Georg Gottlob


Georg Gottlob FRS is an Austrian computer scientist who works in the areas of database theory, logic, and artificial intelligence and is Professor of Informatics at the University of Oxford.

Education

Gottlob obtained his undergraduate and PhD degrees in computer science at Vienna University of Technology in 1981.

Career and Research

Gottlob is currently a chaired professor of computing science at the Oxford University Department of Computer Science, where he helped establish the information systems research group. He is also a Fellow of St John's College, Oxford. Previously, he was a professor of computer science at Vienna University of Technology, where he still maintains an adjunct position.
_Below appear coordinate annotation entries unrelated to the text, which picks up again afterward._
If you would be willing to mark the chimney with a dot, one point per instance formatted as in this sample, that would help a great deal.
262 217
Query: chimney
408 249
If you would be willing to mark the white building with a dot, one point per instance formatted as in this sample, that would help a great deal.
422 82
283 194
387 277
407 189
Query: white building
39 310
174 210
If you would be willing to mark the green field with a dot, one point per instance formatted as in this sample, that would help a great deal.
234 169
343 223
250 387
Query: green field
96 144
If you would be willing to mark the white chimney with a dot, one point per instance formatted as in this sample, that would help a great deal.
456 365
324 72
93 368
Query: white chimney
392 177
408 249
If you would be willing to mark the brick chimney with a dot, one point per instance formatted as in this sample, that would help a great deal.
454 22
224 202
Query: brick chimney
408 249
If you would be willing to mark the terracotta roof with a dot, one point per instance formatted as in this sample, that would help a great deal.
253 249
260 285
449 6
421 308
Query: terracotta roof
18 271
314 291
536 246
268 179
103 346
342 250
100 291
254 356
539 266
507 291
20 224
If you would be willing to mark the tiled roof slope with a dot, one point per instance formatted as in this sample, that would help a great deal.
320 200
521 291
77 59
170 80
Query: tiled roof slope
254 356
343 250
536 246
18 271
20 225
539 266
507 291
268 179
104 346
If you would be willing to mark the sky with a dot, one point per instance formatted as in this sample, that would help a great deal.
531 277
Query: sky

He was elected a member of the Royal Society in May 2010. He is a founding member of the Oxford-Man Institute.
He has published more than 250 scientific articles in the areas of computational logic, database theory, and artificial intelligence, and one textbook on logic programming and databases.
In the area of artificial intelligence, he is best known for his influential early work on the complexity of nonmonotonic logics and on hypertree decompositions, a framework for obtaining tractable structural classes of constraint satisfaction problems, and a generalisation of the notion of tree decomposition from graph theory. This work has also had substantial impact in database theory, since it is known that the problem of evaluating conjunctive queries on relational databases is equivalent to the constraint satisfaction problem. His recent work on XML query languages has helped create the complexity-theoretical foundations of this area.

Awards and honours

Gottlob has received numerous awards and honours including election to the Royal Society in 2010. His nomination for the Royal Society reads:
Gottlob has also been designated as an ECCAI fellow in 2002, and received an honorary doctorate from the University of Klagenfurt in 2016.